Pumpkin, Chickpea and Silverbeet Bake

Serves 4

This is a super easy one dish dinner. Chuck it in the oven and let it go! Leftovers taste great on Tuesday, too!


1.5kg  pumpkin, peeled and roughly chopped

1 red onion, cut into wedges

6 cloves garlic, unpeeled

1 tablespoon ground cumin

1 tablespoon ground coriander

1 teaspoon smoked paprika

2 x 400g cans chickpeas, rinsed and drained

20g butter, chopped

1 bunch silverbeet, coarsely chopped

30g feta cheese

crusty bread, to serve

olive oil, for drizzling

How to

1. Preheat oven to 200C / 180C fan-forced.
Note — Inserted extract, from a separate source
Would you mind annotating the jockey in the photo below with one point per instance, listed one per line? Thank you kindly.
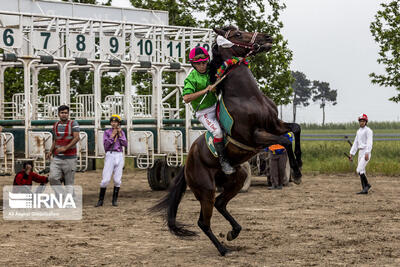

Line a large baking with baking paper

2. Put the pumpkin, red onion, garlic and spices in a ziploc bag. Pour in some olive oil, seal the bag and toss to coat. Add veggies to   prepared baking dish.  Drizzle with a trickle more olive oil and bake until tender (about 20-30 minutes depending on your oven.)

3. Stir through the chickpeas and butter, and bake for about 5 minutes more, until heated through.

4. Meanwhile, place the silverbeet in the microwave for 3-5 minutes  until tender. Drain and add to the pumpkin mixture and give it a good stir. Crumble over the feta and serve with crusty bread.